Intelligence communities have been desperate for a ChatGPT-like product, but the security risks with generative AI products are too high. Chappell tells Bloomberg this model deployed last week is secure, thanks to an “air-gapped” cloud environment that isolates it from the internet. While most AI models learn from files uploaded into them, this GPT-4 spy model will not. That way, the government can keep this model “clean” and prevent secret info from getting absorbed into the platform.

This appears to be the first-ever AI model built specifically for classified workloads, as well as the first major large language model to operate fully separate from the internet. Last year, the Central Intelligence Agency rolled out its own ChatGPT-style AI tool to sift through mounds of public information. However, that AI model was not used on any classified documentation. Other government agencies, including the Pennsylvania Office of Administration, use generative AI to work with non-classified data.

The CIA and the Office of the Director of National Intelligence did not immediately respond to Gizmodo’s requests for comment.

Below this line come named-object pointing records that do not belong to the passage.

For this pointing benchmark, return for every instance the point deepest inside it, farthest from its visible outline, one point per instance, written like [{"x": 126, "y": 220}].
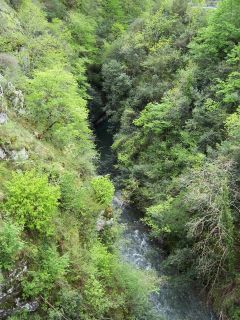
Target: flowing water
[{"x": 174, "y": 300}]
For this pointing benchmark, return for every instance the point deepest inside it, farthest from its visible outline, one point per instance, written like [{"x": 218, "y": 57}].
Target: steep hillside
[{"x": 57, "y": 228}]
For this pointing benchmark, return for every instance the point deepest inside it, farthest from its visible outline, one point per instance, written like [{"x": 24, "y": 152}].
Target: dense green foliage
[
  {"x": 55, "y": 263},
  {"x": 172, "y": 89}
]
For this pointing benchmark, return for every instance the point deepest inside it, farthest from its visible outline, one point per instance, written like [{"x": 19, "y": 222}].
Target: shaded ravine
[{"x": 176, "y": 300}]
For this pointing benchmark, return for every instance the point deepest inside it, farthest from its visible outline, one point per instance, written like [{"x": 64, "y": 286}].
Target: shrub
[
  {"x": 10, "y": 244},
  {"x": 32, "y": 201},
  {"x": 104, "y": 190}
]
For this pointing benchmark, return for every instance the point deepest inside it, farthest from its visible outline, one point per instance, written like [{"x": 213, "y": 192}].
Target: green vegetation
[
  {"x": 167, "y": 76},
  {"x": 55, "y": 262},
  {"x": 172, "y": 88}
]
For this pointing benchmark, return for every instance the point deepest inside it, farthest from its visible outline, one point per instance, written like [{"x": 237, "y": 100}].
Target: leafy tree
[
  {"x": 11, "y": 244},
  {"x": 32, "y": 201},
  {"x": 103, "y": 189}
]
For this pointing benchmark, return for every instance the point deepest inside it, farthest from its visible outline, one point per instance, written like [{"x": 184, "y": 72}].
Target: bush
[
  {"x": 31, "y": 201},
  {"x": 104, "y": 190},
  {"x": 10, "y": 244}
]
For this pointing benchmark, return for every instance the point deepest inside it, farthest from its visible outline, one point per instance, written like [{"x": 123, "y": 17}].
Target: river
[{"x": 175, "y": 300}]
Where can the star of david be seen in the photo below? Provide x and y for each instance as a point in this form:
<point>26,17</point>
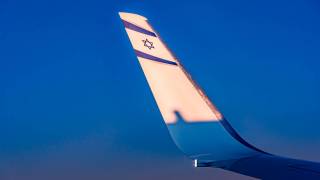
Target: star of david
<point>148,44</point>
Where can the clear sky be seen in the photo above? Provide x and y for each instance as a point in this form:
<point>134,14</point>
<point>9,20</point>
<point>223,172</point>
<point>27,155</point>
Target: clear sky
<point>74,103</point>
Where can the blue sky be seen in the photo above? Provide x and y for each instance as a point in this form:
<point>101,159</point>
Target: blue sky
<point>74,102</point>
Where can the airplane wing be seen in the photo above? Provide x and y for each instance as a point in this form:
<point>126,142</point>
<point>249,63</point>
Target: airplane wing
<point>197,127</point>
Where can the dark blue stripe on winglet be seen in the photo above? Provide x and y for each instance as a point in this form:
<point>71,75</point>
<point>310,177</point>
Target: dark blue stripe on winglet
<point>138,29</point>
<point>153,58</point>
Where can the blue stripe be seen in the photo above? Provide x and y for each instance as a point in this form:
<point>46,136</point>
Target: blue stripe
<point>153,58</point>
<point>235,135</point>
<point>138,29</point>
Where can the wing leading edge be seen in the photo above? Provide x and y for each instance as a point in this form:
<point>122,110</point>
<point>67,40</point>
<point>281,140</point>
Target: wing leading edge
<point>197,127</point>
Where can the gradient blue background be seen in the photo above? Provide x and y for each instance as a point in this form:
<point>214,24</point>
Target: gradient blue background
<point>74,103</point>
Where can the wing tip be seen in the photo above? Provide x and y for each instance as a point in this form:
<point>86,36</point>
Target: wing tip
<point>126,15</point>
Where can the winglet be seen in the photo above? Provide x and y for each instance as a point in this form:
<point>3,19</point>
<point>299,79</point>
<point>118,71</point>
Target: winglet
<point>203,133</point>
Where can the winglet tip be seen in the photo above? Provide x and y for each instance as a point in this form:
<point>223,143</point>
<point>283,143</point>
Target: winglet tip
<point>126,15</point>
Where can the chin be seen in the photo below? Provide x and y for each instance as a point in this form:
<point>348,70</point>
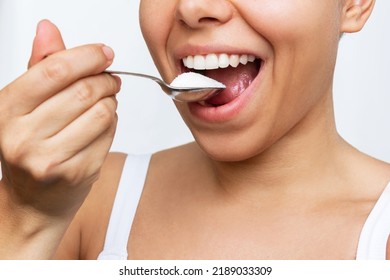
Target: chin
<point>235,148</point>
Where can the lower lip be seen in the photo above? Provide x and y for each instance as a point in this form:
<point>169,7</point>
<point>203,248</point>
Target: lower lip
<point>227,111</point>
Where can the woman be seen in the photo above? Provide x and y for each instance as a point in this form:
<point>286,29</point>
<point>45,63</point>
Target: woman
<point>268,177</point>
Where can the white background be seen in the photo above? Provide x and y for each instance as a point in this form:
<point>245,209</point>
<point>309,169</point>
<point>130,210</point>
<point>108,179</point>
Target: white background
<point>148,119</point>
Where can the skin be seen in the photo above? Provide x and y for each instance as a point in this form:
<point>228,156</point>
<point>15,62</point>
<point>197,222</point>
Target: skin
<point>292,189</point>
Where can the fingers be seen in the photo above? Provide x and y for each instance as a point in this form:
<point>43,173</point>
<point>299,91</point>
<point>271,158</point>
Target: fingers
<point>52,75</point>
<point>71,103</point>
<point>47,41</point>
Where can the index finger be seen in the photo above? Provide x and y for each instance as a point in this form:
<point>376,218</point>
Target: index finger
<point>52,75</point>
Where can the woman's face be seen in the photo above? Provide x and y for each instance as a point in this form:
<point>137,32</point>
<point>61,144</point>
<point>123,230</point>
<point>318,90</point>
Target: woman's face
<point>294,43</point>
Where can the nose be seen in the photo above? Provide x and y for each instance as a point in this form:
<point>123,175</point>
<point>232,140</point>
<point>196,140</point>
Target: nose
<point>200,13</point>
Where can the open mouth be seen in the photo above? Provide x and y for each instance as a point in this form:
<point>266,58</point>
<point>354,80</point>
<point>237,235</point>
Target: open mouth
<point>235,71</point>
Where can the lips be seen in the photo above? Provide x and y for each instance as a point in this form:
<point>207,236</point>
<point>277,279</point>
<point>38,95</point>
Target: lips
<point>235,71</point>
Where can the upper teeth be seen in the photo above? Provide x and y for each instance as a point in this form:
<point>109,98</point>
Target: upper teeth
<point>215,61</point>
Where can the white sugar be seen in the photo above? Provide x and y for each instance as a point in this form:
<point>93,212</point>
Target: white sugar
<point>192,79</point>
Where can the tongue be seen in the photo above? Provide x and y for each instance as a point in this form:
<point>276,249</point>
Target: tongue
<point>236,80</point>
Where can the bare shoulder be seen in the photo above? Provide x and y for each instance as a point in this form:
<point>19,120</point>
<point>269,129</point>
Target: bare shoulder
<point>84,238</point>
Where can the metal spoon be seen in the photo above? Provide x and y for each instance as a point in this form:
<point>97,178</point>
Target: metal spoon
<point>185,94</point>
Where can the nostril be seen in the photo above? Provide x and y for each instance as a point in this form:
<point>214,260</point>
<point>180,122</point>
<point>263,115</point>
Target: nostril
<point>199,13</point>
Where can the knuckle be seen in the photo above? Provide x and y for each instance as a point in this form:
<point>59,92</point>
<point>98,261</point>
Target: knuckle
<point>13,150</point>
<point>57,70</point>
<point>84,92</point>
<point>103,112</point>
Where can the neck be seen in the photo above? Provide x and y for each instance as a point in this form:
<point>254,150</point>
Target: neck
<point>309,151</point>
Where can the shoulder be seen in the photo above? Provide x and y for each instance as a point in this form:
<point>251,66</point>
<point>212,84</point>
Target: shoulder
<point>85,235</point>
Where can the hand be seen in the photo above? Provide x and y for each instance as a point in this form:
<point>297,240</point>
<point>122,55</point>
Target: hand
<point>56,127</point>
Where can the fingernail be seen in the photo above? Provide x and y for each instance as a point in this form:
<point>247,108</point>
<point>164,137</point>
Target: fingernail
<point>40,26</point>
<point>109,53</point>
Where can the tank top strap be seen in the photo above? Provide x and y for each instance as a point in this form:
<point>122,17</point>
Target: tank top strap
<point>125,206</point>
<point>376,230</point>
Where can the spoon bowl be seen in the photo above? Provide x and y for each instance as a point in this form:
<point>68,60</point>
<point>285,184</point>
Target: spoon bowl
<point>184,94</point>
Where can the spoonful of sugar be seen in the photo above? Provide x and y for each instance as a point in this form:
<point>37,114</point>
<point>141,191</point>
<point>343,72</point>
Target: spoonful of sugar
<point>187,87</point>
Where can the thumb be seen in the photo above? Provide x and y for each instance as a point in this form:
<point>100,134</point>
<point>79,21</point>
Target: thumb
<point>47,41</point>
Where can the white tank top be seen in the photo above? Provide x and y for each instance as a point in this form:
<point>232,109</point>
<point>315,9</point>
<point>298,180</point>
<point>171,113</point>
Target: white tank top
<point>372,241</point>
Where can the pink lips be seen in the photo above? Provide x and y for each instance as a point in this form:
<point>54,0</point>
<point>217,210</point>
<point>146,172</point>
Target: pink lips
<point>228,111</point>
<point>240,83</point>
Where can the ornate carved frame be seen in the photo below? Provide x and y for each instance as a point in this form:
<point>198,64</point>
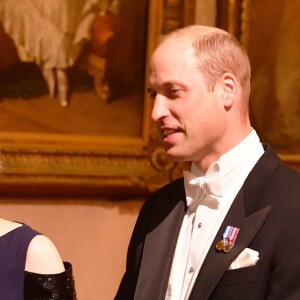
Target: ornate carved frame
<point>234,16</point>
<point>62,165</point>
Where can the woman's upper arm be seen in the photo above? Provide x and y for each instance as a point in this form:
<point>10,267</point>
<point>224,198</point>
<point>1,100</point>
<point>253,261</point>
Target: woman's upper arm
<point>43,257</point>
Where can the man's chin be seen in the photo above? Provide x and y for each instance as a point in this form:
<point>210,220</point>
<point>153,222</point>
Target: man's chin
<point>175,156</point>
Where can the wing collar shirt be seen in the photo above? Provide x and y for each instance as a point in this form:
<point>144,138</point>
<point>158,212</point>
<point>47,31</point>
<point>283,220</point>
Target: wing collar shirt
<point>209,197</point>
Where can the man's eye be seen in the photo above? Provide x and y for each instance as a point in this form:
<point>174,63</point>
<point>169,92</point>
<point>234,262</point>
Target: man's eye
<point>174,92</point>
<point>152,95</point>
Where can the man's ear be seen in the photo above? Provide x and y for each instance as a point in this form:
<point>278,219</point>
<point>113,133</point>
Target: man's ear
<point>229,89</point>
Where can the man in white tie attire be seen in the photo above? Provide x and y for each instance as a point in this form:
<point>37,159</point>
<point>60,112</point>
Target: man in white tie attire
<point>229,228</point>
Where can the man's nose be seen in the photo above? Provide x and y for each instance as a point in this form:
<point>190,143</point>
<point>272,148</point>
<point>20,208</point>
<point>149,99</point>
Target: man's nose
<point>160,109</point>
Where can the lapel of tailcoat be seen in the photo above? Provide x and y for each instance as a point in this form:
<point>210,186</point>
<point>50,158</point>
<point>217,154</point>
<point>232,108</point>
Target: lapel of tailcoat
<point>248,213</point>
<point>160,244</point>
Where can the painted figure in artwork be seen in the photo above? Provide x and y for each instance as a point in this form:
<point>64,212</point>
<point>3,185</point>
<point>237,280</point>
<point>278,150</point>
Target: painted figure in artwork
<point>52,34</point>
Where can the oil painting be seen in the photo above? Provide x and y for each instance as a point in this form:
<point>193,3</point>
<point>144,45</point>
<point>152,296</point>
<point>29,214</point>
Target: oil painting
<point>72,66</point>
<point>74,114</point>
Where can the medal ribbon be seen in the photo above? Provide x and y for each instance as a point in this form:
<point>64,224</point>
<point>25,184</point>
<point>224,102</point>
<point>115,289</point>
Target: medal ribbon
<point>230,235</point>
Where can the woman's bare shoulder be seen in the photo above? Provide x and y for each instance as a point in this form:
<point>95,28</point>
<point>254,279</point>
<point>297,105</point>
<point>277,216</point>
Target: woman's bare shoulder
<point>43,257</point>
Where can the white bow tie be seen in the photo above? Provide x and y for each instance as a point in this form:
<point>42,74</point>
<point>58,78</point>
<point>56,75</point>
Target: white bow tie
<point>211,183</point>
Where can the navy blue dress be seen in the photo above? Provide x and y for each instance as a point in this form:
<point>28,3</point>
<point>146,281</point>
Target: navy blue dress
<point>13,250</point>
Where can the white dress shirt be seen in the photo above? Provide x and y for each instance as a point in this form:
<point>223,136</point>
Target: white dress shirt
<point>206,213</point>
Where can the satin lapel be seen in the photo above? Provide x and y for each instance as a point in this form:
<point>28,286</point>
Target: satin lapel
<point>158,255</point>
<point>216,263</point>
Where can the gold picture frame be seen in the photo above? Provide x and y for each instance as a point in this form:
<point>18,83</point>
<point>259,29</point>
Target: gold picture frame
<point>37,164</point>
<point>238,17</point>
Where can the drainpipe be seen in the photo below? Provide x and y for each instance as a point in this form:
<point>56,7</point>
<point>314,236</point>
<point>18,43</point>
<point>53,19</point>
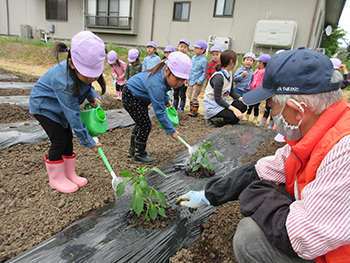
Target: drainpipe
<point>152,25</point>
<point>312,24</point>
<point>7,17</point>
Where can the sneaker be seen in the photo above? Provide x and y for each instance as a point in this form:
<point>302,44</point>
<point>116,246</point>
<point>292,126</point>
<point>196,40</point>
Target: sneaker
<point>262,123</point>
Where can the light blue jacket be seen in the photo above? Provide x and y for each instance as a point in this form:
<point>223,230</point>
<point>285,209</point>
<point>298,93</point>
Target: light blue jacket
<point>242,85</point>
<point>150,62</point>
<point>153,90</point>
<point>52,97</point>
<point>197,74</point>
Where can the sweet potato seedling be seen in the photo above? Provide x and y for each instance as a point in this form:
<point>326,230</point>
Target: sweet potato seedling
<point>144,195</point>
<point>204,161</point>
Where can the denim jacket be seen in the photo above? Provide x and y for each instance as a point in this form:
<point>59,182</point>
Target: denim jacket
<point>153,90</point>
<point>52,97</point>
<point>197,74</point>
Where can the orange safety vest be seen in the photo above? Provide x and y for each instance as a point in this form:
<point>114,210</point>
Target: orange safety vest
<point>307,154</point>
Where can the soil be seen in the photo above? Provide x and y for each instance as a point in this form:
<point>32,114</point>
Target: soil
<point>31,212</point>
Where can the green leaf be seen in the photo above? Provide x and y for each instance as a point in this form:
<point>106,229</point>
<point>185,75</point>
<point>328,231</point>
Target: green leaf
<point>126,174</point>
<point>161,198</point>
<point>159,171</point>
<point>121,188</point>
<point>195,167</point>
<point>219,154</point>
<point>153,212</point>
<point>152,193</point>
<point>161,211</point>
<point>205,162</point>
<point>137,203</point>
<point>144,186</point>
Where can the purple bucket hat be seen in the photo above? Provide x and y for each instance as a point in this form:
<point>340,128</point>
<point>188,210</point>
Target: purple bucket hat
<point>169,48</point>
<point>179,64</point>
<point>201,44</point>
<point>216,48</point>
<point>152,44</point>
<point>264,58</point>
<point>112,57</point>
<point>184,40</point>
<point>133,54</point>
<point>88,54</point>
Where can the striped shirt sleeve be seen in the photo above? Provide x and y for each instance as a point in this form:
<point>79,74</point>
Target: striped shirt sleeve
<point>320,221</point>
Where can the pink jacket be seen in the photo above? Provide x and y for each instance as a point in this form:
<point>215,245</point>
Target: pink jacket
<point>257,80</point>
<point>119,72</point>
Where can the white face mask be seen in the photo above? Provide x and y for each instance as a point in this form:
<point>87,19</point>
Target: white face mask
<point>290,132</point>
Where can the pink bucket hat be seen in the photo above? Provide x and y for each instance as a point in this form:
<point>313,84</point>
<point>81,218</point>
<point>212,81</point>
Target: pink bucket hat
<point>88,54</point>
<point>112,57</point>
<point>133,54</point>
<point>179,64</point>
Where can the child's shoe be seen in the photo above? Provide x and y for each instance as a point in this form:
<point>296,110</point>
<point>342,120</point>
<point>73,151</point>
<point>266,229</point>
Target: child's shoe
<point>262,123</point>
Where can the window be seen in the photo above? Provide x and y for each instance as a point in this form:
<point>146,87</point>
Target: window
<point>56,9</point>
<point>224,8</point>
<point>181,11</point>
<point>109,13</point>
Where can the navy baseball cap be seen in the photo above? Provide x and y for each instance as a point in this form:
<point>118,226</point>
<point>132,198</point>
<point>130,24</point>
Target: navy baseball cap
<point>300,71</point>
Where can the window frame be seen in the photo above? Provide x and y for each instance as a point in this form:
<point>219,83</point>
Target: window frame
<point>47,13</point>
<point>223,15</point>
<point>189,11</point>
<point>122,22</point>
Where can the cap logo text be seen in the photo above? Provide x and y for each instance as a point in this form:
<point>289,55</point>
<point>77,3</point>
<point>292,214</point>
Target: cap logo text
<point>288,89</point>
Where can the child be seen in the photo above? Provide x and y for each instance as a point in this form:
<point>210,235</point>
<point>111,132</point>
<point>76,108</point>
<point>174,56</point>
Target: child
<point>134,66</point>
<point>168,50</point>
<point>184,47</point>
<point>151,87</point>
<point>197,76</point>
<point>55,100</point>
<point>118,72</point>
<point>243,76</point>
<point>215,52</point>
<point>152,59</point>
<point>257,82</point>
<point>217,109</point>
<point>337,64</point>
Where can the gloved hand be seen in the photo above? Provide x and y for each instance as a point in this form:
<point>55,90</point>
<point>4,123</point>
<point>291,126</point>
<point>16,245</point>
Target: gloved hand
<point>192,200</point>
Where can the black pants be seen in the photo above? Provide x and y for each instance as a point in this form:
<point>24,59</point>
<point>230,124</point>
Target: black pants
<point>256,109</point>
<point>61,139</point>
<point>267,111</point>
<point>138,111</point>
<point>229,116</point>
<point>180,92</point>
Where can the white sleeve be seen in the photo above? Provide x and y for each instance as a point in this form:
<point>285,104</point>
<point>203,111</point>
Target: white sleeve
<point>320,221</point>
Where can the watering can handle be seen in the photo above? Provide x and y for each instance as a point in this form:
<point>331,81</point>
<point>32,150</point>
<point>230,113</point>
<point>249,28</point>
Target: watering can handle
<point>87,106</point>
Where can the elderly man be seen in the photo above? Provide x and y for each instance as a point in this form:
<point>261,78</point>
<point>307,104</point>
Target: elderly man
<point>295,203</point>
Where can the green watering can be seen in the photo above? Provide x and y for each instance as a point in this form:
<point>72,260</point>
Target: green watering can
<point>172,115</point>
<point>95,121</point>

Microsoft reportedly spent the last 18 months working on this GPT-4 spy model, which included overhauling an existing AI supercomputer in Iowa. The model has been live for less than a week and still needs to undergo testing and accreditation by the intelligence community, according to Bloomberg.

This rollout of an AI model for top-secret workloads comes at a critical moment for Microsoft’s cybersecurity reputation. The Department of Homeland Security recently issued a scathing review of Microsoft’s security practices, blaming the cloud provider for exposing the emails of high-ranking government officials. The report said Microsoft’s security culture “requires an overhaul.” This prompted CEO Satya Nadella to tell employees recently that security is now Microsoft’s “top priority.

At the same time, Microsoft has not been shy about developing AI tools for government agencies. An April report from The Intercept revealed that Microsoft Azure’s version of DALL-E was pitched as a battlefield tool for the U.S. Department of Defense. Microsoft has long worked with militaries and government agencies, though the introduction of AI is relatively new.